Reputation: 680
I am very confused about this. I dump out a 3D array of size 16000*4*2, all elements of which are DOUBLE PRECISION, and I thought I should have gotten a file of size: 16000*4*2*8 bytes/dp = 1,024,000 bytes. But I keep getting 2,048,000 bytes.

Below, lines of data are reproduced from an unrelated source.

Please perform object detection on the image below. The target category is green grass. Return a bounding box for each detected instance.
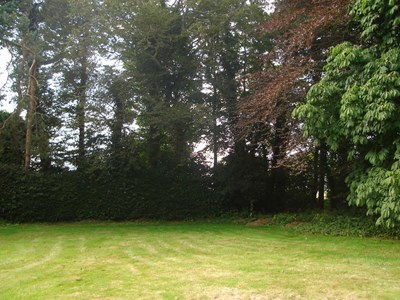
[0,223,400,300]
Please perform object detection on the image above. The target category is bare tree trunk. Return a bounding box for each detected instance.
[25,58,37,168]
[317,144,327,209]
[77,53,88,167]
[212,82,219,170]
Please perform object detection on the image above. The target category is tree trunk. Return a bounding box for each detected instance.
[77,53,88,167]
[317,144,327,209]
[212,82,219,171]
[25,58,37,168]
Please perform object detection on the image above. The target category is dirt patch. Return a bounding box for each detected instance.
[246,218,272,226]
[285,221,307,227]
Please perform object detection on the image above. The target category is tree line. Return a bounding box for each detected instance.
[0,0,400,226]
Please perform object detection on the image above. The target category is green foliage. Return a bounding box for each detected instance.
[294,0,400,227]
[0,166,222,222]
[269,211,400,239]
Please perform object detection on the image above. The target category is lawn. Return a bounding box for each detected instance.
[0,223,400,300]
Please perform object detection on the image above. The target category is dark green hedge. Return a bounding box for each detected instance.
[0,166,222,222]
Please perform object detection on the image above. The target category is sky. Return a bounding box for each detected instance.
[0,48,14,112]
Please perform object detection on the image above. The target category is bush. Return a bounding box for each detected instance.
[0,166,222,222]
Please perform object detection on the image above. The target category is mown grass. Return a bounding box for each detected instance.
[0,223,400,299]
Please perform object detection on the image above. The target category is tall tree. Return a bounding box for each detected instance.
[296,0,400,226]
[187,0,268,167]
[239,0,349,206]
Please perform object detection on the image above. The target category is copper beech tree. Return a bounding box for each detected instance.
[238,0,353,207]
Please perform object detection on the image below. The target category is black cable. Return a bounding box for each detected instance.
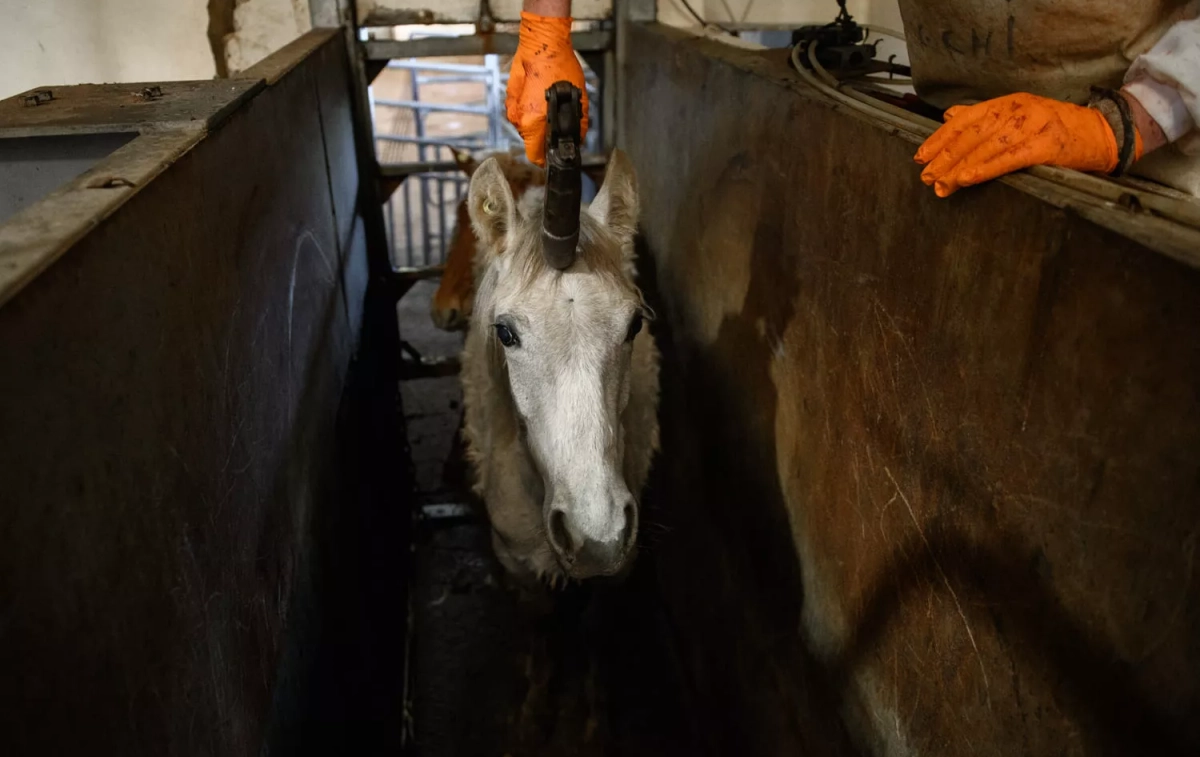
[679,0,736,36]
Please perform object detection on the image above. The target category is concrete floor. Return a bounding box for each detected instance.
[400,282,706,757]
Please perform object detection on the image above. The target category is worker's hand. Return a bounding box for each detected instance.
[504,12,588,166]
[913,92,1140,197]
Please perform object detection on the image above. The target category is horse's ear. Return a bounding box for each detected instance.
[467,157,516,254]
[592,150,637,247]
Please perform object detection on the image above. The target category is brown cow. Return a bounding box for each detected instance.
[430,148,546,331]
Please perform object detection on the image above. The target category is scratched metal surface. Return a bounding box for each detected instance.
[624,20,1200,755]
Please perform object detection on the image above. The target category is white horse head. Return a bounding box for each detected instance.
[468,150,658,578]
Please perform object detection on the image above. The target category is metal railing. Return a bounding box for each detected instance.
[372,42,600,269]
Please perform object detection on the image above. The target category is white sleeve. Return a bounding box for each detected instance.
[1122,18,1200,142]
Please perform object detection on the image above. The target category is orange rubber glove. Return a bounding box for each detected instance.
[913,92,1142,197]
[504,12,588,166]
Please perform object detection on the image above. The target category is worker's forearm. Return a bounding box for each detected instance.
[521,0,571,18]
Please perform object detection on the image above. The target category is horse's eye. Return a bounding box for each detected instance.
[496,323,520,347]
[625,313,642,342]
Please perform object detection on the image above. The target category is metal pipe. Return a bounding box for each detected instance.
[388,58,499,73]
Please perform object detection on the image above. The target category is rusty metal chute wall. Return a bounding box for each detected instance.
[0,31,406,755]
[622,20,1200,755]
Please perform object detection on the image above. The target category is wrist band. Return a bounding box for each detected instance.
[1087,86,1138,176]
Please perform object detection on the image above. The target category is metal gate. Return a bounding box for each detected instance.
[371,42,602,270]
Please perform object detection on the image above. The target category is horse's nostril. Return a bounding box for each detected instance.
[550,510,576,560]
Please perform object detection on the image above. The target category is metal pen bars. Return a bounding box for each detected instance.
[372,45,602,270]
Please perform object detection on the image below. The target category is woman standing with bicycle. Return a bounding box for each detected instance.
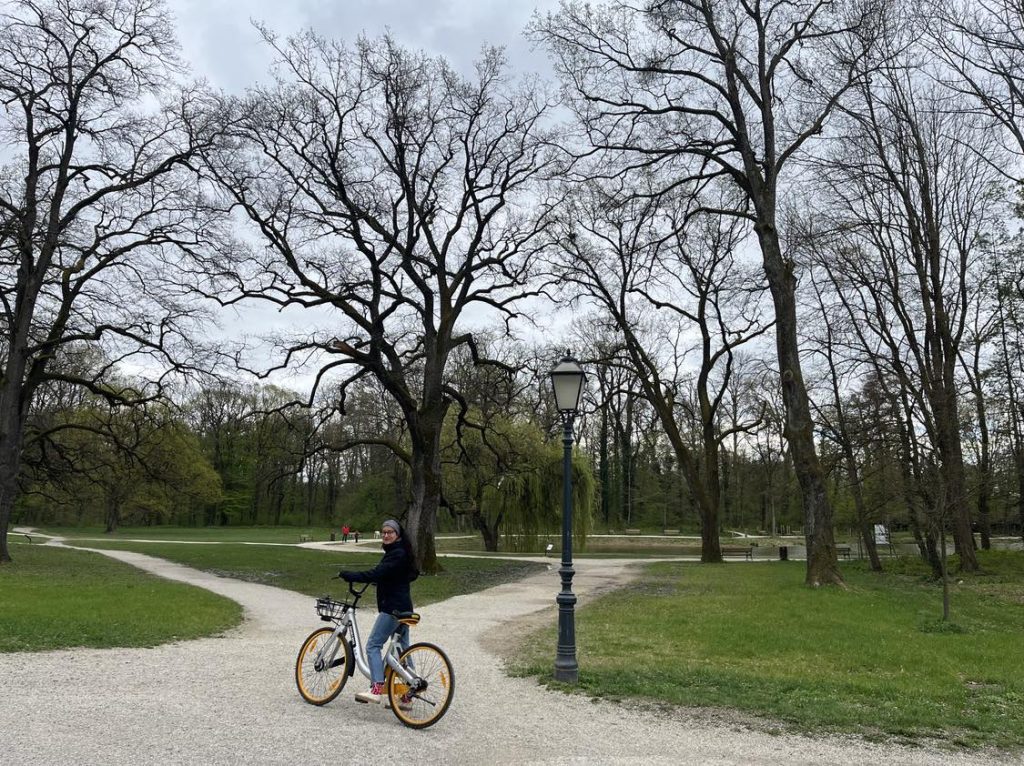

And I tested with a simple test program:
PROGRAM testprog
IMPLICIT NONE
DOUBLE PRECISION :: x=0.0D0
INTEGER :: i
OPEN(UNIT=128,FILE='try.out',FORM='UNFORMATTED',ACCESS='SEQUENTIAL')
DO i=1,16000*4*2
WRITE(128) x
ENDDO
CLOSE(128)
ENDPROGRAM testprog
And run it with these commands:
gfortran f.f90 -o a
./a
ls -als try.out
and what I get is
2000 -rw-r--r-- 1 jipuwang umstudents 2048000 Dec 17 20:16 try.out
I cannot make sense of it. One double precision uses 2 bytes right?
I did something else, if someone could also help me understand this:
PROGRAM testprog
IMPLICIT NONE
DOUBLE PRECISION :: x=0.0D0
INTEGER :: i
OPEN(UNIT=128,FILE='try.out')
DO i=1,2
WRITE(128,*) x
ENDDO
CLOSE(128)
ENDPROGRAM testprog
It gives me a file of size 54 bytes.
Upvotes: 1
Views: 861
Reputation: 2075
You want to dump an array, so i am going to assume you have a 3d array. Then your program becomes:
PROGRAM testprog
IMPLICIT NONE
DOUBLE PRECISION :: x(16000,4,2)
INTEGER :: i
OPEN(UNIT=128,FILE='try.out',FORM='UNFORMATTED',ACCESS='SEQUENTIAL')
WRITE(128) x
CLOSE(128)
ENDPROGRAM testprog
Now, the size of the file will be 4 + 16000*4*2*8 + 4 bytes long. The first and the last 4 bytes mark the start and the end of the record.
Upvotes: 2
Reputation: 21431
An unformatted sequential file - which is what you are using, is a record oriented file format. For every record some book-keeping fields are typically written to the file to enable the processor to navigate from record to record. Details may vary from compiler to compiler, but there is a reasonable amount of consistency out there across compilers.
Because you invoke WRITE 16000*4*2 times, you are writing 16000*4*2 records. You will incur 16000*4*2 lots of per-record overhead. Eight bytes of overhead (four bytes of length leading and trailing the record data) per record is typical.
If that overhead is problematic, then consider writing more values per record. You could even put the entire data set in a single record.
A double precision variable typically occupies eight bytes, though it will vary by platform, compiler and compile options.